Membangkitkan gelora berjuang mereka.
6. Mohammad Mangoendiprojo

Pada 2014 silam, Presiden Joko Widodo memberikan gelar Pahlawan


Nasional pada Mohammad Mangoendiprojo. Sosok Mangoendiprojo dikenal
sebagai salah satu pejuang pada pertempuran 10 November 1945.

Mangoendiprojo merupakan pemicu pertempuran 10 November


1945. Peristiwa itu terjadi saat Mangoendiprojo ditugasi sebagai Kontak
Biro. Saat patroli keliling Surabaya untuk gencatan senjata pada 29 Oktober
1945, dia melihat pasukan Indonesia mengepung Gedung Internatio yang di
dalamnya terdapat pasukan Inggris dari Divisi Gurkha.

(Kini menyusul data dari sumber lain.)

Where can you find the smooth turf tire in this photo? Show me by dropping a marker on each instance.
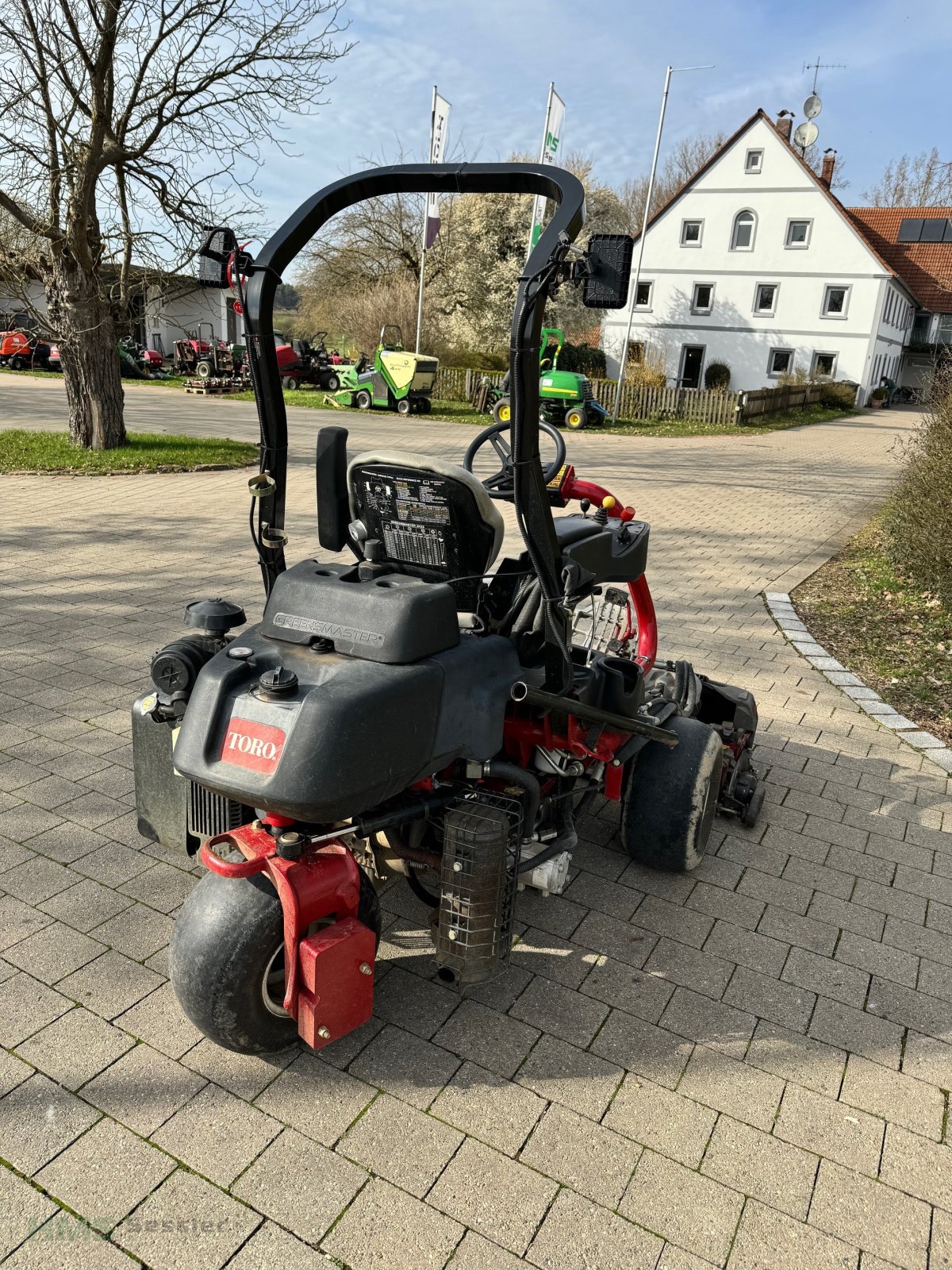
(225, 939)
(670, 797)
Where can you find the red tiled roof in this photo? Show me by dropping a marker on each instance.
(725, 145)
(924, 267)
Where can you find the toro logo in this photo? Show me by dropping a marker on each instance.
(253, 745)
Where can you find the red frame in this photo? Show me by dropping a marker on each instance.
(324, 880)
(641, 609)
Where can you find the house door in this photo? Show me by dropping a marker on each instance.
(692, 361)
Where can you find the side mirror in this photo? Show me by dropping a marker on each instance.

Mangoendiprojo masuk gedung untuk negosiasi. Tapi, dia justru disandera.


Terjadi tembak menembak yang akhirnya menyebabkan Mallaby tewas di
dalam mobilnya.
Pada pertempuran pada 10 November 1945, Mangoendiprojo ditugasi
sebagai Ketua Dewan Pertahanan RI Surabaya.

7. Moestopo
Moestopo merupakan tokoh lain di balik peristiwa 10 November 1945. Saat
peristiwa pergolakan di Surabaya meletus, pria yang
mengeyam pendidikan doktergigi itu memimpin pasukan Indonesia pada
pertempuran.

8. Laskar Hizbullah
Laskar ini adalah milik Majelis Sjuro Muslimin Indonesia (Masjumi) yang
saat itu dipimpin Kiai Haji Wahid Hasyim. Salah satu pemimpin Hizbullah
yang terkenal di masa itu adalah Zainul Arifin (1909-1963) yang merupakan
tokoh Gerakan Pemuda Ansor.

Pejuang-pejuang Hizbullah turut gigih melawan tentara Inggri di Surabaya


setelah NU mengeluarkan keputusan penting yang kemudian dikenal
sebagai resolusi jihad. Isinya adalah berperang menolak dan melawan
penjajah itu fardlu 'ain (harus dikerjakan tiap-tiap orang Islam, laki-laki,
perempuan, anak-anak, bersenjata atau tidak) bagi yang berada dalam jarak
lingkaran 94 km dari tempat masuk dan kedudukan musuh. Bagi yang
berada di luar jarak lingkaran tadi, kewajiban itu jadi fardlu kifayah (jang
cukup kalau dikerjakan sebagian saja)."